Memperhatikan jumlah cabang yang ada di luar Yogyakarta maka maksud dan tujuan
muhammadiyah harus direvisi sesuaii dengan keadaan riil yang dialaminya. Adapun isinya
adalah memajukan dan menggembirakan pengajaran dan pelajaran agama Islam di Hindia
Belanda, serta memajukan dan menggembirakan hidup sepanjang kemauan Agama Islam kepada
sekutu-sekutunya.
☛ Rumusan ketiga rumusan ketiga ini terjadi ketika masa pendudukan Jepang di Indonesia.
Pemerintahan fasis ini mengharuskan terjadinya perubahan redaksional yang sesuai dengan yang
dikehendakinya. Maka rumusanya adalah sesuai dengan kepercayaan untuk mendirikan
kemakmuran bersamaseluruh Asia Timur Raya dibawah pimpinan Dai Nippon, dan memang
diperintahkan oleh Allah maka perkumpulan ini:
ⓐ. Hendaknya menyiarkan agama Islam, serta melatihkan hidup yang selaras dengan tuntunannya.
ⓑ. Hendak melakukan pekerjaan perbaikan umum.
ⓒ. Hendak memajukan pengetahuan dan keepandaian serta budi pekerti yang baik kepada
anggoya-anggotanya.
☛ Rumusan keempat terjadi setelah Muktamar Muhammadiyah ke 31 di Yogyakarta. Adapaun
rumusanya adalah menegakkan dan menjunjung tinggi agama Islam sehingga dapat mewujudkan
masyarakat Islam yang sebenar-benarnya.
☛ Rumusan kelima ini diubah pada Muktamar Muhammadiyah ke 34 di Yogyakarta. Perubahan ini
hanya pada redaksionalnya saja dari kata dapat mewujudkan menjadi terwujudnya. Sihingga
rumusan resminya adalah, Menegakkan dan menjunjung tinggi agama Islam terwujudnya
masyarakat Islam yang sebenar-benarnya.
☛ Rumusan keenam terjadi pada Muktamar Muhammadiyah ke 41 di Surakarta.

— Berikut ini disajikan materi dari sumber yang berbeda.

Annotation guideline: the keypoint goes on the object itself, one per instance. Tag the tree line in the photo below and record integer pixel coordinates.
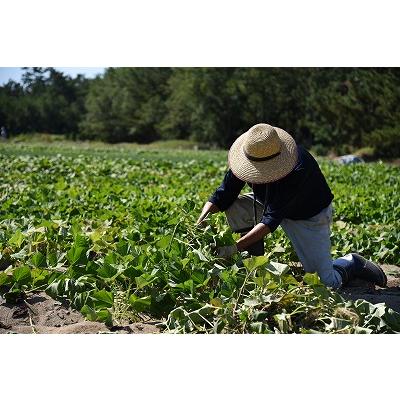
(323, 108)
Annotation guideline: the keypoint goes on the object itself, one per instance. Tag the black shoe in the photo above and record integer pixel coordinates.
(255, 249)
(362, 269)
(369, 271)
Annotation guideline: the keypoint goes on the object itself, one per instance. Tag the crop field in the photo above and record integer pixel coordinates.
(110, 232)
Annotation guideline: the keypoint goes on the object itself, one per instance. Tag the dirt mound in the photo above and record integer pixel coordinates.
(390, 295)
(39, 313)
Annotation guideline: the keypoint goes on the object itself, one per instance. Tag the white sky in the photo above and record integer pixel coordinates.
(15, 73)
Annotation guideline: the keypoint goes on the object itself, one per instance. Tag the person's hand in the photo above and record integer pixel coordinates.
(201, 222)
(227, 251)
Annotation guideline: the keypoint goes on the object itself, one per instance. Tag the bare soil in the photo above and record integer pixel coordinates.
(39, 313)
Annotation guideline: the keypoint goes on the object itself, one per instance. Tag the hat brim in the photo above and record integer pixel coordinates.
(263, 171)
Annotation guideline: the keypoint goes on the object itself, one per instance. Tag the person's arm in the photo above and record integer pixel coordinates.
(209, 208)
(223, 197)
(256, 234)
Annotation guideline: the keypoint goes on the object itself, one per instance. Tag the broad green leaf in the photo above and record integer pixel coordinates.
(16, 239)
(107, 271)
(77, 255)
(311, 279)
(39, 260)
(141, 282)
(253, 263)
(140, 304)
(4, 279)
(104, 298)
(22, 275)
(104, 316)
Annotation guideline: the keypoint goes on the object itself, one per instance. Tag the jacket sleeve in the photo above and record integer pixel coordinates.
(228, 191)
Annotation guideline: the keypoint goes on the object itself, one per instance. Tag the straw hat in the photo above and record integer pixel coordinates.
(263, 154)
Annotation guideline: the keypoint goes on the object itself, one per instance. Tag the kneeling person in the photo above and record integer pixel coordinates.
(288, 189)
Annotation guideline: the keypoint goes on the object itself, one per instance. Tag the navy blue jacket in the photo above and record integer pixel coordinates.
(300, 195)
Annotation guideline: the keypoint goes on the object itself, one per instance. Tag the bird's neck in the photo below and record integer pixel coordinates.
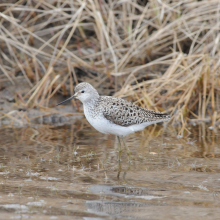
(91, 103)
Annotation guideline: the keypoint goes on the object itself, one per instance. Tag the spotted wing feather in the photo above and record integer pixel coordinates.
(124, 113)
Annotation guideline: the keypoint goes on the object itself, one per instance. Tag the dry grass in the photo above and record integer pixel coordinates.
(165, 55)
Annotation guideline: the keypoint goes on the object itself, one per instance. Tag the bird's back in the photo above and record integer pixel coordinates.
(124, 113)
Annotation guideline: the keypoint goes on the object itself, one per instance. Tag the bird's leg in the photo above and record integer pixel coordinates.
(119, 150)
(127, 148)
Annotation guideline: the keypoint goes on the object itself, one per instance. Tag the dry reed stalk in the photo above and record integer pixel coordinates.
(162, 52)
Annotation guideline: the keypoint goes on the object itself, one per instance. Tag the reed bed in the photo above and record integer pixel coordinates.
(163, 54)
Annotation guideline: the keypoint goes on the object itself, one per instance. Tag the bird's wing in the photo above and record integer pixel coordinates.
(124, 113)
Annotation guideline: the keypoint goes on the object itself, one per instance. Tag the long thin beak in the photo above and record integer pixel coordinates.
(72, 97)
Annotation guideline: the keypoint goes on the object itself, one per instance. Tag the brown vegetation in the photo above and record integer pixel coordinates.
(164, 54)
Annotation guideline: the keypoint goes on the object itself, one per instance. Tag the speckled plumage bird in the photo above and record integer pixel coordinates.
(111, 115)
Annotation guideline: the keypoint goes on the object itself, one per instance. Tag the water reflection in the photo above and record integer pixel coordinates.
(74, 171)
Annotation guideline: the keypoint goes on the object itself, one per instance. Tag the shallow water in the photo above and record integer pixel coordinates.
(73, 172)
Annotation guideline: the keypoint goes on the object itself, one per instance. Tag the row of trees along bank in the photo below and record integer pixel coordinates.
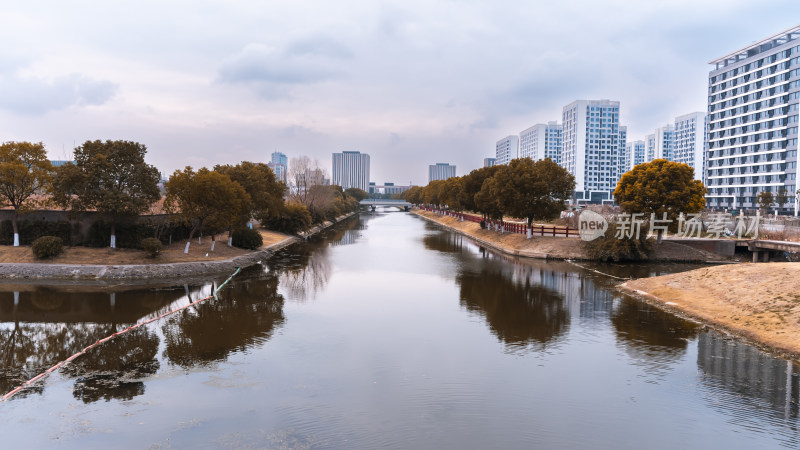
(533, 190)
(113, 179)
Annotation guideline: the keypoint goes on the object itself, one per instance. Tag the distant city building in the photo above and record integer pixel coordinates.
(279, 164)
(689, 142)
(623, 158)
(351, 169)
(636, 151)
(650, 143)
(591, 147)
(752, 122)
(441, 171)
(506, 149)
(541, 141)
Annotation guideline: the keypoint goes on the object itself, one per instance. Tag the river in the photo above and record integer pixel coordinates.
(386, 332)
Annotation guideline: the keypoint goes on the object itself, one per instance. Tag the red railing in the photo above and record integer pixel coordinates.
(508, 227)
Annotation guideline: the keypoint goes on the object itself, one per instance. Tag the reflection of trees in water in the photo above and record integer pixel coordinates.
(304, 270)
(444, 242)
(655, 339)
(525, 316)
(112, 371)
(248, 313)
(47, 325)
(746, 383)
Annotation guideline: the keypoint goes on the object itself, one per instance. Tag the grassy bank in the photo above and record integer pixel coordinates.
(759, 302)
(555, 247)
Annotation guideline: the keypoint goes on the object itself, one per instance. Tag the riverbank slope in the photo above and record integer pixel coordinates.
(549, 247)
(759, 302)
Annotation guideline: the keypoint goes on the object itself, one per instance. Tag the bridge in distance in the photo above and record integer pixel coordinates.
(375, 202)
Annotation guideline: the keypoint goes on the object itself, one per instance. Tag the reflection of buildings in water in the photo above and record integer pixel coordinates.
(738, 374)
(248, 313)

Pada tahun itu
Muhammadiyah harus merubah maksud dan tujuan azaznya, dikarenakan kehadiran Undangundang nomor 8 tahun 1985 tentang kewajiban setiap ormas, baik agama maupun non agama
untuk mencantumkan asas pancasila. Adapun maksud dan tujuan hasil Muktamar ke 41 itu
adalah menegakkan dan menjunjung tinggi agama Islam sehingga terwujud masyarakat utama,
adil, dan makmur yang diridhai Allah SWT.

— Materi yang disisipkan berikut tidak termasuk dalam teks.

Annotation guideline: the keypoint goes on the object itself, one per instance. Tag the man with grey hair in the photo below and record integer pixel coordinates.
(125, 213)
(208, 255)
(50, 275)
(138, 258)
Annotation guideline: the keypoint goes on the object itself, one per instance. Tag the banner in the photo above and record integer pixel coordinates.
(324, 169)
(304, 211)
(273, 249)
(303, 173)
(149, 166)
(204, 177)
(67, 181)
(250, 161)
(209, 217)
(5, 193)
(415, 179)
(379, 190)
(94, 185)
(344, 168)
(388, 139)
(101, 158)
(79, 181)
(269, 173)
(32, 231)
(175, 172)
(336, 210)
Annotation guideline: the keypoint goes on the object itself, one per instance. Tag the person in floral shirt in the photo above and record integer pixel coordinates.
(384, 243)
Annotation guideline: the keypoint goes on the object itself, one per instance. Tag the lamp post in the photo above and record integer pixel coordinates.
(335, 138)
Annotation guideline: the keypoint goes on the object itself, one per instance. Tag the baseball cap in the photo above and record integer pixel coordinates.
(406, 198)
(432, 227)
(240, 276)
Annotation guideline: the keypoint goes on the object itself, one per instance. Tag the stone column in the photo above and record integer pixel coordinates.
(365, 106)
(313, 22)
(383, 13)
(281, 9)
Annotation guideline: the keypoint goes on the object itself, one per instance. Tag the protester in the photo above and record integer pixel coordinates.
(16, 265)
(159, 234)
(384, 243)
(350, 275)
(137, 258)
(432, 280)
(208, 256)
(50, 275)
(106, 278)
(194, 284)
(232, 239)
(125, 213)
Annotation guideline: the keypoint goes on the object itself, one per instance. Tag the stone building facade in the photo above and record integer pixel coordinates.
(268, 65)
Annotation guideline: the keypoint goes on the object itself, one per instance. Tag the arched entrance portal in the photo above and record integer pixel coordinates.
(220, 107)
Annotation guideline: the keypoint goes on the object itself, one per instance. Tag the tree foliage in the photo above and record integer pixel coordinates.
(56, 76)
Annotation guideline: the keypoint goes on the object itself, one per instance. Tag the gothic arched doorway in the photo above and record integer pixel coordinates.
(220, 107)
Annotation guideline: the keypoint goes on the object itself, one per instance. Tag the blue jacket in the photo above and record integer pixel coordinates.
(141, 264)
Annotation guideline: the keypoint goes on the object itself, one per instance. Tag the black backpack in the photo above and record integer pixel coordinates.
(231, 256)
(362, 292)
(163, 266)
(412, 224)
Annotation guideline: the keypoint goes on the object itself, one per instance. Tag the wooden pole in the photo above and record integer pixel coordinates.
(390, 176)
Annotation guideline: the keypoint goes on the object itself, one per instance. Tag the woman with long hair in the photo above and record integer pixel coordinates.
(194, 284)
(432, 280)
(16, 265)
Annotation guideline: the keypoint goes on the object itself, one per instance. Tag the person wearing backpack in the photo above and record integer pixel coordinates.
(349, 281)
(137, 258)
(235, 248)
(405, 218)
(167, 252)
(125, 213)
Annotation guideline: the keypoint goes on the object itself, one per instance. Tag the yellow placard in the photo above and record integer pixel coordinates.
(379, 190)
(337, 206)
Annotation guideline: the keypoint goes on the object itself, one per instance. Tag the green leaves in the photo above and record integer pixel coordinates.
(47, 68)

☛ Rumusan ketujuh Muhammadiyah adalah gerakan Islam, Dakwah Amar ma’ruf Nahi Munkar,
berasaskan Islam yang bersumber pada al Qur’an dan As-Sunnah.
✦ . Kesimpulan

Muhammadiyah adalah salah satu orgnisasi Islam pembaharu di Indonesia. Gerakan
Muhammadiyah yang dibangun oleh K.H. Ahmad Dahlan sesungguhnya merupakan salah satu
mata rantai yang panjang dari gerakan pembaharuan Islam. maksud dan tujuan Muhamadiyah,
yaitu Menegakkan dan menjunjung tinggi agama Islam sehingga terwujud masyarakat utama,
adil dan makmur yang diridhai Allah Subhanahu wa Ta’ala.